Ainsi en 1464, Louis XI, en lutte contre les grands seigneurs féodaux, autorise le prévôt des maréchaux à envoyer des lieutenants dans les provinces pour se faire représenter, d’abord
provisoirement puis de manière permanente. Louis XII, dans le contexte en particulier des guerres d’Italie au début du XVIe siècle, crée alors autant d’offices qu’il existe de provinces : celles-ci
doivent financer en partie les maréchaussées, commandées par un prévôt général ou un prévôt provincial selon le statut administratif de celles-ci. On peut parler dès lors d’une amorce de
sédentarisation de la maréchaussée : un véritable maillage territorial, certes assez lâche et inachevé, se met lentement en place ; ce qui ne va pas bien sûr sans causer parfois des conflits de
compétence et de juridiction avec une justice ordinaire trop souvent inefficace et très morcelée, en particulier avec les baillis et sénéchaux.

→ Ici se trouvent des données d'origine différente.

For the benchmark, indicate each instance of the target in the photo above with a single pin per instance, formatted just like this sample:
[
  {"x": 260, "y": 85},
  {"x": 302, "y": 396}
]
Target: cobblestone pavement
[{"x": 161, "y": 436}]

François Ier, pour renforcer la sécurité des campagnes dans une situation de guerre permanente contre Charles Quint, étend le système des maréchaussées à l’ensemble du royaume en ne liant plus leur
implantation à la présence de troupes. Rattachées au tribunal de la Connétablie, celles-ci ont donc un statut militaire (terme il est vrai quelque peu anachronique pour l’époque mais qui reflète
les privilèges et exemptions fiscales dont leurs personnels bénéficient) sans être toutefois intégrées à l’armée. L’ « égo-historiographie » traditionnelle de l’Arme considère à ce titre François
Ier comme le « Père fondateur de la gendarmerie » par ses réformes législatives successives, en particulier la présente déclaration royale qui redéfinit, d’une manière novatrice et décisive, les
missions des prévôts des maréchaux.
La déclaration du 25 janvier 1536 développe considérablement les pouvoirs de la maréchaussée, qui reçoit ainsi ce que l’on a pris pour habitude d’appeler une « compétence mixte ».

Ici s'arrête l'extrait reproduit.